В ее чтении было странное, как будто сумеречное блуждание интонаций и декадентский излом рук. Невероятно! Как могла она, современная девушка, столь точно уловить стиль и время?

— Ты поступишь, не сомневайся.

— Было бы здорово!

— Да, но… — сердце мое вдруг забилось тревожно, — ты все время будешь пропадать в институте. Репетиции, молодые ребята… Мы будем встречаться урывками, все реже и реже, пока и вовсе не расстанемся. Ты готова расстаться со мной?

Вера бросилась мне на шею:

— Нет, Радинька, нет, я не хочу идти в институт. Я не хочу, правда.

Я был тронут.

Однако, трезво поразмыслив, я снова принимался готовить Веру к экзаменам. Просто чтобы у нее был диплом и никто не тыкал в нее пальцем.

Честно говоря, я и сегодня убежден, что институт не сделал бы Веру актрисой. Потому что ею она уже была. Вера нуждалась в тренинге, в практике. Но не в азах. Не в студенческой скамье. От природы она обладала легкостью игры, которая иным дается многолетним трудом.

Кроме того, я, ее первый учитель, намерен помогать ей. Ведь мы всегда будем вместе.

Вера грустно улыбнулась:

— Всегда?

— Всегда, — повторил я.

И, обняв ее, повторил еще раз:

— Всегда.

И в самом деле, почему бы нет? Более преданного, более чистого человека, чем Вера, я еще не встречал. Чего я жду? Что я вообще ищу в женщине?

Вера задумчиво смотрела на морской прибой.

— Ты бы согласилась стать моей женой? — спросил я.

— Да, — сказала она, витая где‑то далеко, в своих мыслях.

Но вдруг до нее дошло. Она повернула ко мне голову и сказала:

— Конечно!

Она произнесла это с такой неподдельной радостью, что мне сделалось стыдно, что я не предложил ей этого раньше.

Фильм «На край света», искромсанный до неузнаваемости, прежде плавно текущий, а теперь двигавшийся вперед рывками, наконец‑то вышел на экран. Молодежи он понравился. Реакция на фильм была столь бурной, что половина слов, следовавших за какой‑нибудь острой репликой, заглушалась смехом.

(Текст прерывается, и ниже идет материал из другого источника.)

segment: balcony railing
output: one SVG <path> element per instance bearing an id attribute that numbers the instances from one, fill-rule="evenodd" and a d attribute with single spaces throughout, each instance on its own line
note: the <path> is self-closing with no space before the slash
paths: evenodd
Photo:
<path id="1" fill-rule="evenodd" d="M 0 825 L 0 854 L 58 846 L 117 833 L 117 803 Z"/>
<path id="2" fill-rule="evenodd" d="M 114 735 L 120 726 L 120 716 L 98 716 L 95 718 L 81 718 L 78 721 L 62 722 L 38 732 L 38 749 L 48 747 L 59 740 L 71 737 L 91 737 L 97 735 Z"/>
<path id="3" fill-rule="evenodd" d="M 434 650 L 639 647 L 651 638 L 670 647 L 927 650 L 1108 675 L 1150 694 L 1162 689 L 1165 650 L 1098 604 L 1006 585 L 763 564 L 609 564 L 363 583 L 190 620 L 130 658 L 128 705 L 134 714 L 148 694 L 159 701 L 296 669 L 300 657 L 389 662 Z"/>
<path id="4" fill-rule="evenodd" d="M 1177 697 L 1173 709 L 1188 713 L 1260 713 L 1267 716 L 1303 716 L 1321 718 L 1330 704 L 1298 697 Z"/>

Фильм показывался широко. Мы с Верой не поленились объездить все московские кинотеатры, где шел наш многострадальный фильм, и на фоне гигантских рисованных афиш я снял Веру — в память о ее дебюте.

На международном кинофестивале в польском городе Люблине фильм был удостоен Гран — при. Об этом фестивале я никогда раньше не слышал, но больного, как известно, и доброе слово лечит. Поляки назвали наш фильм лучшим в 1975 году.

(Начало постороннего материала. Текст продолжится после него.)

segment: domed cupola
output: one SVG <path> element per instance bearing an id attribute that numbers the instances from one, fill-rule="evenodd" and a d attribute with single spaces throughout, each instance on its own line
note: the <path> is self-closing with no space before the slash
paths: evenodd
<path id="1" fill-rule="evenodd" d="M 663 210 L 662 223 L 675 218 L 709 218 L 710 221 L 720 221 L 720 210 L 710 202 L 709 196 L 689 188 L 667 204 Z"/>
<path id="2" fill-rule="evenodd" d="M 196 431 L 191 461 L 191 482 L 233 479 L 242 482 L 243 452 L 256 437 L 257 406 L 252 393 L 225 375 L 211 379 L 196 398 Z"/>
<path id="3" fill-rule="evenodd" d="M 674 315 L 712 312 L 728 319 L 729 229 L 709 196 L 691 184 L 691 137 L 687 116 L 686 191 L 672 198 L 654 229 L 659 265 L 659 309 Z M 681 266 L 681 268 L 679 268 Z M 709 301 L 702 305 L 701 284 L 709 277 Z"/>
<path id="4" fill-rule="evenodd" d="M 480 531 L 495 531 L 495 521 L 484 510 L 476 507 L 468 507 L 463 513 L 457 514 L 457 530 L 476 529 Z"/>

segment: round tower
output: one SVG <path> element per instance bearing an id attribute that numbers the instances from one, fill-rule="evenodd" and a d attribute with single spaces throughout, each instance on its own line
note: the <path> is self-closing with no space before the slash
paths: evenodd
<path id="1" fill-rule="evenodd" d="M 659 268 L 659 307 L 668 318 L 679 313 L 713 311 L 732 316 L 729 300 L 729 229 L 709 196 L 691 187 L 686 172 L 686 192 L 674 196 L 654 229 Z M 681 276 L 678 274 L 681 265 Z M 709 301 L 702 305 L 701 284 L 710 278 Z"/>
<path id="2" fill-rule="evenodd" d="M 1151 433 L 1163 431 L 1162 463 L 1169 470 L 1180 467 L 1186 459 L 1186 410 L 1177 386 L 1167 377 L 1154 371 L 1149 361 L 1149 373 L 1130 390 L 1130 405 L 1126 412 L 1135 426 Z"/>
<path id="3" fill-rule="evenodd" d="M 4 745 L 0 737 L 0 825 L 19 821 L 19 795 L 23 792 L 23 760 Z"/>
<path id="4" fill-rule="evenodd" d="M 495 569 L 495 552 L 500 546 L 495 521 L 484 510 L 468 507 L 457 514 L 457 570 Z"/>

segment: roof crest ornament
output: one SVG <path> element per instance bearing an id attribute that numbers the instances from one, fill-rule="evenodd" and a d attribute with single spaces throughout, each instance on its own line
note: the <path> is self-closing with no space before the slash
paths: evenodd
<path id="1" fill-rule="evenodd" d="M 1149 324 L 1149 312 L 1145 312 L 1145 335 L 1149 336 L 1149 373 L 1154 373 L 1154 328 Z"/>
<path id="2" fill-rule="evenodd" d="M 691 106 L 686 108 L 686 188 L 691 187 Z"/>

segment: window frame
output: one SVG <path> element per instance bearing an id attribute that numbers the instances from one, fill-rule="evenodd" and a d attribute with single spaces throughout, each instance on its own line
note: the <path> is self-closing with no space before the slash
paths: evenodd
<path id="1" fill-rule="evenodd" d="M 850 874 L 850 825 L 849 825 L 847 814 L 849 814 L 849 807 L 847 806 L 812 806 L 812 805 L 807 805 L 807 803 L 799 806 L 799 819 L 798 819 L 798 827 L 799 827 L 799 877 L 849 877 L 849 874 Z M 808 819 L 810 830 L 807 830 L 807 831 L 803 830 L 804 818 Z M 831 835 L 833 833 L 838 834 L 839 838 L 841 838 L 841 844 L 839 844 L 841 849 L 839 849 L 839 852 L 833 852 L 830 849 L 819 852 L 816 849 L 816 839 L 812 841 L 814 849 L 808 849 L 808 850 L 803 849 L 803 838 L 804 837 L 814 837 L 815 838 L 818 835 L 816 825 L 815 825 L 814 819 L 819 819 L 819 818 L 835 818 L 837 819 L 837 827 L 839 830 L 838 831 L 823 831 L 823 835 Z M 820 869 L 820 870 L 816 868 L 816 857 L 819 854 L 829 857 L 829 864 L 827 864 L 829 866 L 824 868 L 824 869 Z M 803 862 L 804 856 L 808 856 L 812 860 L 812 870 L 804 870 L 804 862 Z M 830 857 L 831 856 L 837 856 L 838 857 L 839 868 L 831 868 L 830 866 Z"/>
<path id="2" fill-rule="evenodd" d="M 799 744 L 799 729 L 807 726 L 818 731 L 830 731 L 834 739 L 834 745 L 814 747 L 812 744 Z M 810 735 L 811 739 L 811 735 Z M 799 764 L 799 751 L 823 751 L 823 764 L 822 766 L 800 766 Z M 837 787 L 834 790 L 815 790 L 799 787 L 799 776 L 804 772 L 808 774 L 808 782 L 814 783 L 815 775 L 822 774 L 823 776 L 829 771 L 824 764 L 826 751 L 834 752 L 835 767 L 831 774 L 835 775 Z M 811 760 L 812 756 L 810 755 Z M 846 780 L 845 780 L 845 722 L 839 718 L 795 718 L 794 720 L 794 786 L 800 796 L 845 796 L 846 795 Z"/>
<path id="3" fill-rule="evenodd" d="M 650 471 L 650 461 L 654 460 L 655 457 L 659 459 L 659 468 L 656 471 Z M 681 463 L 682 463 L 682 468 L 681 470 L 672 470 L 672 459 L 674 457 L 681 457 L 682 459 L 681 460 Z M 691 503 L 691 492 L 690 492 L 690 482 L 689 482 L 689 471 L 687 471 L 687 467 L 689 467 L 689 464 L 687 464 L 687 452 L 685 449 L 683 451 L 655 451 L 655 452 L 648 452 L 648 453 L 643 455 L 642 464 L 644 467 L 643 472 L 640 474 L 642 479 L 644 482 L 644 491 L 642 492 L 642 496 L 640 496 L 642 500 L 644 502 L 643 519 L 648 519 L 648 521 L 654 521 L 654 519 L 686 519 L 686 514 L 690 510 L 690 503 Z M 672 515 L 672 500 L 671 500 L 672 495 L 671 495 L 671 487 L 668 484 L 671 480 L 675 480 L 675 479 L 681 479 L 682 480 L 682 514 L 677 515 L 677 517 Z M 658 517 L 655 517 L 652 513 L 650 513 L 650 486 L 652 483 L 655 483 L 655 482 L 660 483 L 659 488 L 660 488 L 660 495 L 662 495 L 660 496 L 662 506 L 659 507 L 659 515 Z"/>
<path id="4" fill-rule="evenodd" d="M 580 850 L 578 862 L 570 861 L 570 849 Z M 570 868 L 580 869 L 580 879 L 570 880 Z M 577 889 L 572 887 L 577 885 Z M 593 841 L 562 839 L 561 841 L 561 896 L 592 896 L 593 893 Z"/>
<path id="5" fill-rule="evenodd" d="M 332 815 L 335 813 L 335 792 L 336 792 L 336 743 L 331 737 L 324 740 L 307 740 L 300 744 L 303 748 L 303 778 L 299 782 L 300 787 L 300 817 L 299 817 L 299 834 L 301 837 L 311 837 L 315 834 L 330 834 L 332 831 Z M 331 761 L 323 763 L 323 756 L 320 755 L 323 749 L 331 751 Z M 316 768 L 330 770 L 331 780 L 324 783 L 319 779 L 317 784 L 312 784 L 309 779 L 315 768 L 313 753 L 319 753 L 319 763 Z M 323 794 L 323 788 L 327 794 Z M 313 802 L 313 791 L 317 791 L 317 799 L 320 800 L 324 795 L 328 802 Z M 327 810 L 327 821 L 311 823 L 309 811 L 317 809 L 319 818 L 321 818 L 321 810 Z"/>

Советская критика на наш «шедевр» была резко отрицательной. Замечательный Лев Аннинский, который отнесся к фильму «С тобой и без тебя» с почтительным вниманием, на этот раз разразился сокрушающей статьей в «Советском экране». Другие критики, помельче, тоже принялись покусывать да пощипывать.

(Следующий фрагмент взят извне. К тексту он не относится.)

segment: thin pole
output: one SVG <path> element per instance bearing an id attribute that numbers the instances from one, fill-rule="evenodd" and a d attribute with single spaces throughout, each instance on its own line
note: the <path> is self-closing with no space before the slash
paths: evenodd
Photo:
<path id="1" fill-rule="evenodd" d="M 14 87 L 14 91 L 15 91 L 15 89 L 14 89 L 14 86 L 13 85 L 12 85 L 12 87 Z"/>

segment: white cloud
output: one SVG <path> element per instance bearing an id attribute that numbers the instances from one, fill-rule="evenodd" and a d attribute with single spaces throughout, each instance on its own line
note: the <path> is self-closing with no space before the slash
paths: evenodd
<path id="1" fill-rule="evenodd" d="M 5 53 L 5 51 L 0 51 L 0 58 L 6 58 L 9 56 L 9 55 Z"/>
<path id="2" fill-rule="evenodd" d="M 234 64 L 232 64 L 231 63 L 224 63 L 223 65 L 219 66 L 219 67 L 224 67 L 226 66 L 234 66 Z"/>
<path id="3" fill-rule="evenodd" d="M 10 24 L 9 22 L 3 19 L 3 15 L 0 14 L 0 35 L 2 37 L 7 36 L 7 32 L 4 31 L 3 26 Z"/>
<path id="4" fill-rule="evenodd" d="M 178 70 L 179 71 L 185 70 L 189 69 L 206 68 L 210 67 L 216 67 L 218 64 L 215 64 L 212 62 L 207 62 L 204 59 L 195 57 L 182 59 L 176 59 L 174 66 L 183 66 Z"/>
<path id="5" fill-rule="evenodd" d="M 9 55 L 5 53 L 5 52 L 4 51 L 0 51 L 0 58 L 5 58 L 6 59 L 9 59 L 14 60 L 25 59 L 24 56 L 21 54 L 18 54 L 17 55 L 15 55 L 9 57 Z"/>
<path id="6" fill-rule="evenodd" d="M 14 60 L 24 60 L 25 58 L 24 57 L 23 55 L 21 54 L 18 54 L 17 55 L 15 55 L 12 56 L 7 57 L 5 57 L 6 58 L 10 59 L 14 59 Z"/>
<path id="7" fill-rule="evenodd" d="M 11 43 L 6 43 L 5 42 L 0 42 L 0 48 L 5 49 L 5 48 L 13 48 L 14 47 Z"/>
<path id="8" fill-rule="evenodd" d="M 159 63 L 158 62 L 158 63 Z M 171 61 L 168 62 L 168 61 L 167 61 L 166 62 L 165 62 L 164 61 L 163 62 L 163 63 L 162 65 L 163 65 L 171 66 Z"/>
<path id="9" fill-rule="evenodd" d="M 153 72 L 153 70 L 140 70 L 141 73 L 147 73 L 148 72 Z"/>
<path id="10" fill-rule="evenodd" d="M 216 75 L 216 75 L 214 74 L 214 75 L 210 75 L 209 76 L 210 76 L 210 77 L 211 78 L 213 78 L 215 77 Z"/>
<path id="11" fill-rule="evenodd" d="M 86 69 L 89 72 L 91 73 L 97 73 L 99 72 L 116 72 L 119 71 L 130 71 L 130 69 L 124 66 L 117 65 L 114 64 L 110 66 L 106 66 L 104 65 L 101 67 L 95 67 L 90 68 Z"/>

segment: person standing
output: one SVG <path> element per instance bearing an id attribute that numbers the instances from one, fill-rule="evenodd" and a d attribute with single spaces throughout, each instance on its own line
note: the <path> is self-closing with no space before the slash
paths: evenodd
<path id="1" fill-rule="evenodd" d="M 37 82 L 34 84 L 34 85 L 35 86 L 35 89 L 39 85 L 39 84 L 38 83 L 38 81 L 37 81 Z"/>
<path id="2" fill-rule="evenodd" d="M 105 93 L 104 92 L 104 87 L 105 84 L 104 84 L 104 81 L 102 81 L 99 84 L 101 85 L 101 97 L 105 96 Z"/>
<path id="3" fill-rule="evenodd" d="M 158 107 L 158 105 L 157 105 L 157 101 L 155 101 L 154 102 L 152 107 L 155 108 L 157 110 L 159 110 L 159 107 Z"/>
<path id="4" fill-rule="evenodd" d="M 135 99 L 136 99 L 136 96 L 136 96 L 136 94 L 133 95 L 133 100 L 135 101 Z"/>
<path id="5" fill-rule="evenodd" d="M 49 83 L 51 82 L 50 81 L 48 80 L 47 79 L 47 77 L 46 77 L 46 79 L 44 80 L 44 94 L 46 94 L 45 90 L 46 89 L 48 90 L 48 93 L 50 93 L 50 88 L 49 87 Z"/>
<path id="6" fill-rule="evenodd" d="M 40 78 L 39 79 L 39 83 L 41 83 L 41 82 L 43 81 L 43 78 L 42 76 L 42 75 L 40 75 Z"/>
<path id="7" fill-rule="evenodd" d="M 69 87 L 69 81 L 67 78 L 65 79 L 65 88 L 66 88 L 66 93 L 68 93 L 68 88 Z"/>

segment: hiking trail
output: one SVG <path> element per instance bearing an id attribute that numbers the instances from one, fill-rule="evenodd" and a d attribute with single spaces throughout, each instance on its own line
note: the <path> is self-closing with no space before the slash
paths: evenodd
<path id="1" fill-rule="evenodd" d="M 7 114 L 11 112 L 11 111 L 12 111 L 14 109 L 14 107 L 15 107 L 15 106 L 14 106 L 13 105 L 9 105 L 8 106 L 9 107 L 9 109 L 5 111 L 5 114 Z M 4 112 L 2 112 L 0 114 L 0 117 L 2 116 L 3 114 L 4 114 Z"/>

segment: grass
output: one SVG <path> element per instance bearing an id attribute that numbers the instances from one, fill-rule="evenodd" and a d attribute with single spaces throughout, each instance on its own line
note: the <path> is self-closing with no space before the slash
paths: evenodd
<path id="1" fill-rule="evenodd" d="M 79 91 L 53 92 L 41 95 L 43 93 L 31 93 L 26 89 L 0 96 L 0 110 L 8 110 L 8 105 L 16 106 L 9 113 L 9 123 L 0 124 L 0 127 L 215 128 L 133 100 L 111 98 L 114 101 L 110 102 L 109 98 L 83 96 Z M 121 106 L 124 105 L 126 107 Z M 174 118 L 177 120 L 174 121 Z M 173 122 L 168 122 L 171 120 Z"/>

Но не все возмущались фильмом.

Добрые слова высказал прославленный кинодраматург Евгений Габрилович. Он отметил высокий профессионализм режиссера, справившегося с неблагодарной молодежной темой и открывшего новую звезду — актрису Веру Глаголеву. Большой мастер кино назвал мою будущую жену «без сомнения талантливой» и предсказал ей большое будущее. Что могло быть приятнее!

Евгений Сурков, бывший в то время главным редактором «Искусства кино», отреагировал на фильм эмоционально. Когда в мосфильмовском зале зажегся свет, Сурков повернулся ко мне и я увидел на его глазах слезы.

— Родион, я вас поздравляю, вы сделали великолепный фильм! — сказал он. — Скажите, где вы нашли такую девчушку? Прекрасный фильм!

Затем Сурков повернулся к Никите Михалкову, сидевшему в зале, и спросил:

— Вам как?

— Да, прекрасный фильм! — согласился Михалков, хотя глаза его были сухими. — У тебя хорошая сцена, — добавил Никита, — когда Вера кормит героя с руки. Смешная и трогательная. К чему Госкино придиралось?